急性心筋梗塞の急性期に再灌流療法に成功した19症例において,BMIPP心筋シンチグラム(BMIPP), T1心筋シンチグラム(T1)所見および左室壁運動の発症6カ月後までの回復様式を比較検討した.また,BMIPPの経時的変化に影響を及ぼす種々の因子についても検討した.
6例でBMIPP集積異常の回復は,T1,壁運動の改善に比し同時か遅れて確認された(I群).また7例はT1,壁運動の改善にもかかわらず,6カ月以上BMIPPの回復がみられなかった(II群).

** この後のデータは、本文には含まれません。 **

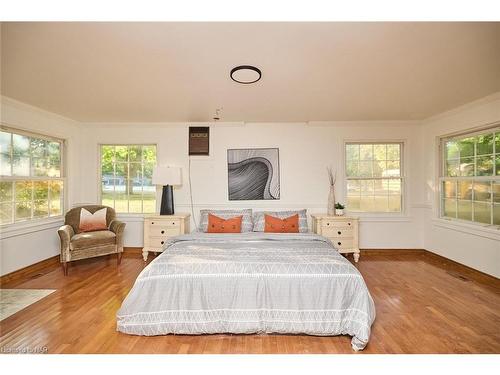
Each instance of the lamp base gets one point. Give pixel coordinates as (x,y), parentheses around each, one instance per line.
(167,200)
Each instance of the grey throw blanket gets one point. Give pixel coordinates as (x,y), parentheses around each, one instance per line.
(249,283)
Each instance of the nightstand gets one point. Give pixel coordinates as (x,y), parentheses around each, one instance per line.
(159,228)
(341,230)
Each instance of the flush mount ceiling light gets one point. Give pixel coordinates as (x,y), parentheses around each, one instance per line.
(245,74)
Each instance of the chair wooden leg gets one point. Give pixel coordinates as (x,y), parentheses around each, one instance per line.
(65,268)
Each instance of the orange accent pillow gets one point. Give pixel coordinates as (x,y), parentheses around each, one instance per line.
(219,225)
(276,225)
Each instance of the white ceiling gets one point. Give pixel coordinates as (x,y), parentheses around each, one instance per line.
(134,72)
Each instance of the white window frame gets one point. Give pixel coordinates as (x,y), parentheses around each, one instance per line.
(492,128)
(37,220)
(99,181)
(403,177)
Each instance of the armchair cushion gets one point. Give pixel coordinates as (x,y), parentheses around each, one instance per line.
(92,239)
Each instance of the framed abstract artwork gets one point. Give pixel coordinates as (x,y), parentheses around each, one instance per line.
(253,174)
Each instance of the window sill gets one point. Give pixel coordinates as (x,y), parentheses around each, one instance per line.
(486,231)
(131,218)
(19,229)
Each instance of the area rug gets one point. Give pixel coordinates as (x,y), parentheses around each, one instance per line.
(14,300)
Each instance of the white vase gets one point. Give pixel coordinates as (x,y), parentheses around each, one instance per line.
(331,202)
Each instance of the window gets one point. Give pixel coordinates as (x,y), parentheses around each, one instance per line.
(470,177)
(32,181)
(126,173)
(374,177)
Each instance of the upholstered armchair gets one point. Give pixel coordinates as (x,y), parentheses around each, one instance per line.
(76,245)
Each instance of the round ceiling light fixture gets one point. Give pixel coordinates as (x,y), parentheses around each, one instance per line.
(245,74)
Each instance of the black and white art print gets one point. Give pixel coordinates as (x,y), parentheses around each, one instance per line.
(253,174)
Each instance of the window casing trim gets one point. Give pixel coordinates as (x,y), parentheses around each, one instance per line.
(99,177)
(25,225)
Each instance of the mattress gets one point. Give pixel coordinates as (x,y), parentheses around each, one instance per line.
(249,283)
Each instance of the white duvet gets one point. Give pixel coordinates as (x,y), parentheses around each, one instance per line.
(249,283)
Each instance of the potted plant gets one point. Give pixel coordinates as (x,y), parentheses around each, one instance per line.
(339,209)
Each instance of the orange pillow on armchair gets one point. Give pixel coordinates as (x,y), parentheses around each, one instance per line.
(275,225)
(219,225)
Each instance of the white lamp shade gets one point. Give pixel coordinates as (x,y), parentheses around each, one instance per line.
(163,175)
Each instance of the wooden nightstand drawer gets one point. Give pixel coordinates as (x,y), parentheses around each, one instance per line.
(164,231)
(342,231)
(339,232)
(156,242)
(342,243)
(159,228)
(337,224)
(164,223)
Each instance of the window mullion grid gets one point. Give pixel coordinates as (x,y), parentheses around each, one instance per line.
(142,178)
(127,181)
(114,178)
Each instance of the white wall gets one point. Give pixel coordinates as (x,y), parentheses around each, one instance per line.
(305,152)
(22,245)
(473,246)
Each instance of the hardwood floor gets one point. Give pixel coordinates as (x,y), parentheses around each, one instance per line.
(424,305)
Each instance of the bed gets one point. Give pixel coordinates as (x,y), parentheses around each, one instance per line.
(246,283)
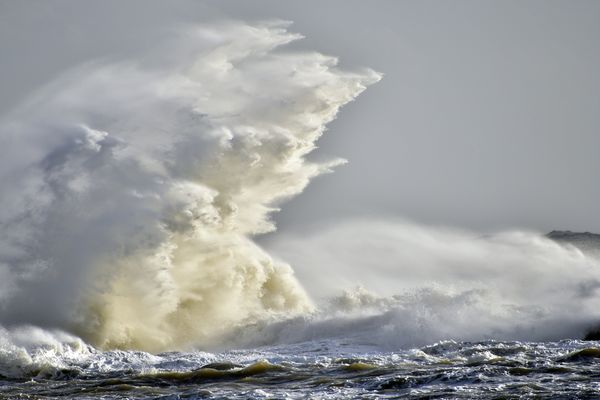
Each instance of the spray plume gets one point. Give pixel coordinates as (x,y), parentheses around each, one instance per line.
(131,190)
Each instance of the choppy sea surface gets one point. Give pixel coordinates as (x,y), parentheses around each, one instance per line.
(324,369)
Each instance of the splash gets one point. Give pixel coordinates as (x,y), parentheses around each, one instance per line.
(131,190)
(400,284)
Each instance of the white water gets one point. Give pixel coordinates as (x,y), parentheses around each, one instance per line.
(131,192)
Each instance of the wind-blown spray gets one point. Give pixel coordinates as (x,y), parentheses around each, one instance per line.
(131,191)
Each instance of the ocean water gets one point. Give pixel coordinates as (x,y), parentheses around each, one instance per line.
(133,192)
(318,369)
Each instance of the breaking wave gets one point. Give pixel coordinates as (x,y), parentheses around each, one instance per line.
(132,190)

BMIPPの回復過程には再灌流までの時間とともに急性期のmax CPK, max LDH,ミオシン軽鎖,T1等で間接的に表される心筋虚血の程度が関与していた.すなわち,BMIPPの回復を認めたI群では,早期再灌流により心筋虚血が軽度であった例が多かった.一方,T1と壁運動の回復にもかかわらずBMIPPが改善しないII群では,冠血流の再疎通が遅れ心筋虚血がより高度であった例が多かった.
また19例中13例において,急性期にT1より高度なBMIPPの集積低下がみられた.その乖離は早期再灌流されBMIPPが改善したI群で著明で,6カ月後には縮小傾向を示した.逆にII群では,T1とBMIPPの乖離は6カ月の経過で拡大した.
以上より,慢性期における心筋脂肪酸代謝の良好な回復のためには,早期の再灌流が必要であることが示唆された.また,心筋脂肪酸代謝の評価において,再灌流時期の判定・心筋虚血の程度の評価・より長期間の経過観察・T1との乖離の追跡が重要であると考えられた.